Celia Algérie qui appartient au groupe français Lactalis a réaffirmé, ce dimanche 14 janvier, «mettre tout en œuvre dans le rappel complet de ses laits infantiles depuis le 21 décembre 2017 par mesure de précaution» après l’éclatement du scandale des produits contaminés par la salmonelle en France. Dans son communiqué, l’entreprise assure toutefois qu’aucune trace de contamination n’a été découverte sur des produits Celia importés en Algérie. «Il est important de noter que les analyses menées par le Laboratoire régional vétérinaire de Tlemcen sur tous les produits importés par Célia Algérie, ainsi que toutes les contre-analyses faites par l’Institut Pasteur Algérie se sont révélées conformes.
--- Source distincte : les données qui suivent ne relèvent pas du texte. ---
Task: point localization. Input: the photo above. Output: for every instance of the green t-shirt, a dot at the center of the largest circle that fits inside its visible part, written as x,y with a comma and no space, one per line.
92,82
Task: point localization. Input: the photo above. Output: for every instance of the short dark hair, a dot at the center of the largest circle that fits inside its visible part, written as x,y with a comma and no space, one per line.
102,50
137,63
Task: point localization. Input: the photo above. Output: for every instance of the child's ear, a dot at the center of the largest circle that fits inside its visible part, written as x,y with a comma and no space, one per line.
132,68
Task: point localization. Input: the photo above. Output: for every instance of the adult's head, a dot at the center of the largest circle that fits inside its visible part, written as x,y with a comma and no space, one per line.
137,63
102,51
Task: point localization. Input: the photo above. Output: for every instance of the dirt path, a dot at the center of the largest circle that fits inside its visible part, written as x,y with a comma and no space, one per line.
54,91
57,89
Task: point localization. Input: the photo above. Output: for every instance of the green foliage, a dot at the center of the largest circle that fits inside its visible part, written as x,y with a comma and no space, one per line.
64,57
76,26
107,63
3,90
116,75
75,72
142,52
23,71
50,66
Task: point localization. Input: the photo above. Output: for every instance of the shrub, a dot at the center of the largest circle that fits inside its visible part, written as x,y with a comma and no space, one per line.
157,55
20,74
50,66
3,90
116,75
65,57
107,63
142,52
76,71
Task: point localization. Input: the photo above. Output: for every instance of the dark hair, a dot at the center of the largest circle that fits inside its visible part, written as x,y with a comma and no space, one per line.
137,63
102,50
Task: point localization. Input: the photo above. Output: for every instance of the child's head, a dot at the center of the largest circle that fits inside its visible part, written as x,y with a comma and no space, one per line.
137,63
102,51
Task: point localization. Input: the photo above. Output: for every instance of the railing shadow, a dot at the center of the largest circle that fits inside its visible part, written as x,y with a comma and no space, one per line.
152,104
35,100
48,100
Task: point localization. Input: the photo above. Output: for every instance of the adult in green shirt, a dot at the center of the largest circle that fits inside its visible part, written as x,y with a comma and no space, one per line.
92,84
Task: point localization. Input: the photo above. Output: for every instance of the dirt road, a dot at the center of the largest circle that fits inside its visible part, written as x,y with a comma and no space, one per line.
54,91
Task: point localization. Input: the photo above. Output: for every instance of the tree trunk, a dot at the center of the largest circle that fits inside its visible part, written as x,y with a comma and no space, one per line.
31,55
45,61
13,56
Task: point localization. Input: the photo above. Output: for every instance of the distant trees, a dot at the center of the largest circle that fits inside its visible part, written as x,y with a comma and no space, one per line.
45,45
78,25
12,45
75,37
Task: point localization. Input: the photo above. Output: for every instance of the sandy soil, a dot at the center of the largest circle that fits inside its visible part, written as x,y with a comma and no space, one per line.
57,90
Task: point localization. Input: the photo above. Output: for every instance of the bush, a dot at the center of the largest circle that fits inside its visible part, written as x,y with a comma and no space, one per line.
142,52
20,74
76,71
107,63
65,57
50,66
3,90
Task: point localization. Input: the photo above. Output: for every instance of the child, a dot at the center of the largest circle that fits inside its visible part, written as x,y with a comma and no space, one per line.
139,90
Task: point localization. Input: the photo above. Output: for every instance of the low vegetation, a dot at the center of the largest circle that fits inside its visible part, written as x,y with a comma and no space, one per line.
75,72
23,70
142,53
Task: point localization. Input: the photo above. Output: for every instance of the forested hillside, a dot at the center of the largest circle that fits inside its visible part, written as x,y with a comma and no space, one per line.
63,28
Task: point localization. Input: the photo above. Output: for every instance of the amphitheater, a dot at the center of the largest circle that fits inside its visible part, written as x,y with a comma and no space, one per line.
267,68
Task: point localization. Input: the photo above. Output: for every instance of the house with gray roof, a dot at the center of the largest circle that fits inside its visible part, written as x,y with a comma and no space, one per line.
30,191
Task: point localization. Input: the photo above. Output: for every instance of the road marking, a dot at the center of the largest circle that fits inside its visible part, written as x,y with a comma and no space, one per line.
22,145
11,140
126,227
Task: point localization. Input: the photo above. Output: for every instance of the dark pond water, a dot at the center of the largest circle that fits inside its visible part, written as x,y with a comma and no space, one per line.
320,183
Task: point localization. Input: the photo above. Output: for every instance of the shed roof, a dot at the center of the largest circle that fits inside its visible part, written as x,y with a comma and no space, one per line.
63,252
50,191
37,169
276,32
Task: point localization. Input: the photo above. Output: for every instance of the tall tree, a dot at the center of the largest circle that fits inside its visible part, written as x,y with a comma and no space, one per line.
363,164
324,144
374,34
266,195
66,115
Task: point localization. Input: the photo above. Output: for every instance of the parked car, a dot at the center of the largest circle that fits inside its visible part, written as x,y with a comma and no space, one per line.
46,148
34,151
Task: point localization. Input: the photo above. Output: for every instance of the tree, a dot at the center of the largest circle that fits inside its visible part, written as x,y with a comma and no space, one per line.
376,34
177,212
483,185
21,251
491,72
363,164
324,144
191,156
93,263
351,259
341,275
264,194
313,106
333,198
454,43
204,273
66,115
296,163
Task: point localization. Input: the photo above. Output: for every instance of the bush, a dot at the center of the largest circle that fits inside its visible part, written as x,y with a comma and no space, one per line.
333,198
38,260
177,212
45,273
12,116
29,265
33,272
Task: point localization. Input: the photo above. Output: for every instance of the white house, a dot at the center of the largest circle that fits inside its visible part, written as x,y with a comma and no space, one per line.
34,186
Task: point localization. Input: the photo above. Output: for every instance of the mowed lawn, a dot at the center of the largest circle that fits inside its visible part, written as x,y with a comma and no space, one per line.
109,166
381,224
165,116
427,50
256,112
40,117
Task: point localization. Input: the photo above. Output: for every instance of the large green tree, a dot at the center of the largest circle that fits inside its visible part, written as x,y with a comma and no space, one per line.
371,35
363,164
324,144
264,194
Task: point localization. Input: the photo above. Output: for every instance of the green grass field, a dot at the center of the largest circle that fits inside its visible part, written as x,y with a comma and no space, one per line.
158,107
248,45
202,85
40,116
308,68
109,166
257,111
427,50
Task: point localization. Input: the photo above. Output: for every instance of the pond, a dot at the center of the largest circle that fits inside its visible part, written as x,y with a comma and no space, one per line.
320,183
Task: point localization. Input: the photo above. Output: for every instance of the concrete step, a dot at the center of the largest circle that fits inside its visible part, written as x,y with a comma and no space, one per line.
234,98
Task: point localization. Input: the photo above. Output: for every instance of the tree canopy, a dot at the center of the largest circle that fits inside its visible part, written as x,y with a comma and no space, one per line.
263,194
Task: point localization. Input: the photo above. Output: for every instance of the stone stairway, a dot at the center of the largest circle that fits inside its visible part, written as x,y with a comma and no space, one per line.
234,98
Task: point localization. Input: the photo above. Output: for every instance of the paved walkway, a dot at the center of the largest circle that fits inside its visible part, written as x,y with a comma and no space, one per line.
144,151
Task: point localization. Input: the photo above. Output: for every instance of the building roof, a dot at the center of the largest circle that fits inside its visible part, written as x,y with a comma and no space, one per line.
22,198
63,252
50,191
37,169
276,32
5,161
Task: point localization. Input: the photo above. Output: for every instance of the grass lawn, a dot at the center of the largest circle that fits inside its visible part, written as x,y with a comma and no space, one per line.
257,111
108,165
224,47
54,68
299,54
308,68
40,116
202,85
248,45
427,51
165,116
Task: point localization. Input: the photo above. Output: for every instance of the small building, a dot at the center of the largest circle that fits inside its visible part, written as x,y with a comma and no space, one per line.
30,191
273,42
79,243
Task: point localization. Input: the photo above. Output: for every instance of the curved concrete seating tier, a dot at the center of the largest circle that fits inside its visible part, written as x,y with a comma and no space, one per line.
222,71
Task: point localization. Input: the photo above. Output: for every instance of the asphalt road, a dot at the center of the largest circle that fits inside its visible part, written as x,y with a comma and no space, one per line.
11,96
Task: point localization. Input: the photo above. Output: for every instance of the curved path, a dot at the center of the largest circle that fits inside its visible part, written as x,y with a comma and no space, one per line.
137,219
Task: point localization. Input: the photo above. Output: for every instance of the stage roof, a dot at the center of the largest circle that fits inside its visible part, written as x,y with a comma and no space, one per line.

C’est-à-dire qu’aucune trace de contamination n’a été découverte sur des produits Celia importés en Algérie», souligne Celia Algérie. «La sécurité alimentaire de l’ensemble des consommateurs est notre priorité absolue et c’est pourquoi les équipes de Celia Algérie ont lancé ce rappel général par mesure de précaution, et sont entièrement mobilisées depuis le début de l’alerte afin de retirer les produits et informer les citoyens», poursuit l’entreprise qui rappelle que son «call-center dédié est toujours à la disposition des consommateurs». «Les produits rappelés, même entamés, pourront être rapportés pour leur remboursement», conclut le communiqué.
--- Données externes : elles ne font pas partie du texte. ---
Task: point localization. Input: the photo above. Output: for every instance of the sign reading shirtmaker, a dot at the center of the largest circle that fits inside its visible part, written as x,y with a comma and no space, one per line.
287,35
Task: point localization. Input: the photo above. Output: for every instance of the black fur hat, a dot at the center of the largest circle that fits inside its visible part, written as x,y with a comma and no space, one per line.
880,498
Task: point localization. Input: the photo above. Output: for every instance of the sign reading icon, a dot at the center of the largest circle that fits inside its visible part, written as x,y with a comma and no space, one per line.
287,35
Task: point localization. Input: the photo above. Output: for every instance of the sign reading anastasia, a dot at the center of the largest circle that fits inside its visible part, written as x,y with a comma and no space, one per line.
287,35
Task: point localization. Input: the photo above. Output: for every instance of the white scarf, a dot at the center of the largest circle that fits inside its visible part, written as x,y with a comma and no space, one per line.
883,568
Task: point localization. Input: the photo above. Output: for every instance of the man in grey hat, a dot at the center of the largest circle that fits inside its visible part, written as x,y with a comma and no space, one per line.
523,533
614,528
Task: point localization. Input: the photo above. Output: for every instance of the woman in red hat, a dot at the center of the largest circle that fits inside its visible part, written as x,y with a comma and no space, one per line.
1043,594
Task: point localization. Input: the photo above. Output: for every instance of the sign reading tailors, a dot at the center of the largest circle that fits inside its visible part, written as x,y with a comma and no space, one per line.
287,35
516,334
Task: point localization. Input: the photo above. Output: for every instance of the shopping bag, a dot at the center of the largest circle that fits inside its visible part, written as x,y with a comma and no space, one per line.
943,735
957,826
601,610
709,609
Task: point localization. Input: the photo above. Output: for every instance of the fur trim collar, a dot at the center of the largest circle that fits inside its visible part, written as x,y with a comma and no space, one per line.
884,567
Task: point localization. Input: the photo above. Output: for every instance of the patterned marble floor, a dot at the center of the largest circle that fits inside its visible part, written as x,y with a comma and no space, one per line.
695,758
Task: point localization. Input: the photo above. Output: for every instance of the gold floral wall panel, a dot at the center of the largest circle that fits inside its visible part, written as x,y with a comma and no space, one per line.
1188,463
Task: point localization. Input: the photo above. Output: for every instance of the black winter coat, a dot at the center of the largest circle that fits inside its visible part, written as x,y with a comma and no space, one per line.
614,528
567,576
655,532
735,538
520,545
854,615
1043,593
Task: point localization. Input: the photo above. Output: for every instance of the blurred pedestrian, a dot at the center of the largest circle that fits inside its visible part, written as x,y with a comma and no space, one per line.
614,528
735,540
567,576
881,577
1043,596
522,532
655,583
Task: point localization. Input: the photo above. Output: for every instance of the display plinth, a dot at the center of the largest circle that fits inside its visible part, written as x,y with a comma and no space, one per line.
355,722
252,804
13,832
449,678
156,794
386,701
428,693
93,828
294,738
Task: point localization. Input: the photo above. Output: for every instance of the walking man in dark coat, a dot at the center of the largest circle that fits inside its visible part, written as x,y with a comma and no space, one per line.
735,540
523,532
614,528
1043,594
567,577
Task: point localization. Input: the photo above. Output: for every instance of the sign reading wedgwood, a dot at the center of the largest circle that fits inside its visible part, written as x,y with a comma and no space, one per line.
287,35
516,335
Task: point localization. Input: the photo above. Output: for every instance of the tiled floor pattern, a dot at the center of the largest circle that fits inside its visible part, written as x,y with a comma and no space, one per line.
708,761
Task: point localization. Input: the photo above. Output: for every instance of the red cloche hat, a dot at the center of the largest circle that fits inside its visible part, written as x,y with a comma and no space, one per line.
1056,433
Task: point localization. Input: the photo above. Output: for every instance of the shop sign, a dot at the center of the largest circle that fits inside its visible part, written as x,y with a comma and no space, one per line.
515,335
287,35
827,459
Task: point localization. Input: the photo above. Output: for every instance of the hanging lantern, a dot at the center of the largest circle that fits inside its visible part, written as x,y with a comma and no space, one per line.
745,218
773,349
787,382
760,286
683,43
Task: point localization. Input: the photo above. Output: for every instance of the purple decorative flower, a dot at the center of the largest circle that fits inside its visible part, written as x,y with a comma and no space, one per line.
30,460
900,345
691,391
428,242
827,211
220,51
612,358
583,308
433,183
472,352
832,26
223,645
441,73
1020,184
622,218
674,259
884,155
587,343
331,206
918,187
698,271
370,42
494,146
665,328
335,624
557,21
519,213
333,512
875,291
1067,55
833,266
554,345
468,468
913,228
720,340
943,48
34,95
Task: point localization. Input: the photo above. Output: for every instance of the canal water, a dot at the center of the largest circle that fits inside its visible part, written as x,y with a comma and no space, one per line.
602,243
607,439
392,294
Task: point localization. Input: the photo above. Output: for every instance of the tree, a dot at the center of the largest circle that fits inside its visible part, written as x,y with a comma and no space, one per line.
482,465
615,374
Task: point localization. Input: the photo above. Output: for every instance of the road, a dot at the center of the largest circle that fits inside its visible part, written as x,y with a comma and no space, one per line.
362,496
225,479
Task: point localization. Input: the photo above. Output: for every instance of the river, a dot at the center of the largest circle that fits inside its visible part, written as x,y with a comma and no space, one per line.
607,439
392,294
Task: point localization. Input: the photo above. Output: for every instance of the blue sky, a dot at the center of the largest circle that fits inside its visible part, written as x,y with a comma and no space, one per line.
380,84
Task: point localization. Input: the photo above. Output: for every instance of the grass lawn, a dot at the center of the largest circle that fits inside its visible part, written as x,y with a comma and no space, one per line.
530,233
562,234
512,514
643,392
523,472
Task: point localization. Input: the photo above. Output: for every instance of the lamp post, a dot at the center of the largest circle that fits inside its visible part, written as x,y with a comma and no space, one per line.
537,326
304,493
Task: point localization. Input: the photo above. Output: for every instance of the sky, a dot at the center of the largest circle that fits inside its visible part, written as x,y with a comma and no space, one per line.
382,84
Retour sur la salmonellose, une infection relativement fréquente

Trente-cinq bébés ont été atteints de salmonellose depuis le début de la crise des produits Lactalis en France, entraînant le retrait de plus de 12 millions de boîtes produites par la société. Malgré les rappels, plusieurs lots se sont retrouvés sur les étals. Ce scandale sanitaire met également en lumière les salmonelles, des bactéries très présentes dans la nature, à l’origine de maladies le plus souvent bénignes, mais qui peuvent avoir de graves conséquences sur la santé des plus fragiles. On trouve les salmonelles en grande majorité dans le tube digestif des animaux. Elles font partie de ce qu’on appelle le microbiote intestinal. Ces bactéries survivent à basse température et même à la congélation.

En revanche, la cuisson leur est fatale. C’est pour cette raison qu’on en retrouve, notamment, dans les réfrigérateurs et sur les aliments froids. De bonnes règles d’hygiène permettent de s’en débarrasser, mais il peut arriver d’en ingérer. Lactalis a rappelé, en France et à l’international, de 720 lots de laits infantiles et autres produits «infantiles et nutritionnels fabriqués ou conditionnés dans le site de Craon (Mayenne) depuis le 15 février 2017.» Au total, 1345 références sont retirées des rayons pour risque de contamination à la salmonelle. Une enquête préliminaire est ouverte, le 22 décembre, par le pôle santé publique du parquet de Paris pour «blessures involontaires», «mise en danger de la vie d’autrui», «tromperie aggravée par le danger pour la santé humaine» et «inexécution d’une procé- dure de retrait ou de rappel d’un produit d’origine animale ou de denrée en contenant préjudiciable à la santé». Alors que la situation semble sous contrôle, un article du Canard enchaîné vient jeter le trouble. Le journal assure, dans son édition du 3 janvier, que Lactalis Nutrition Santé a constaté l’existence des salmonelles sur les carrelages et du matériel de nettoyage dès le mois d’août 2017. Des résultats confirmés en novembre lors d’autocontrôles menés par Lactalis, un mois avant que le scandale n’éclate.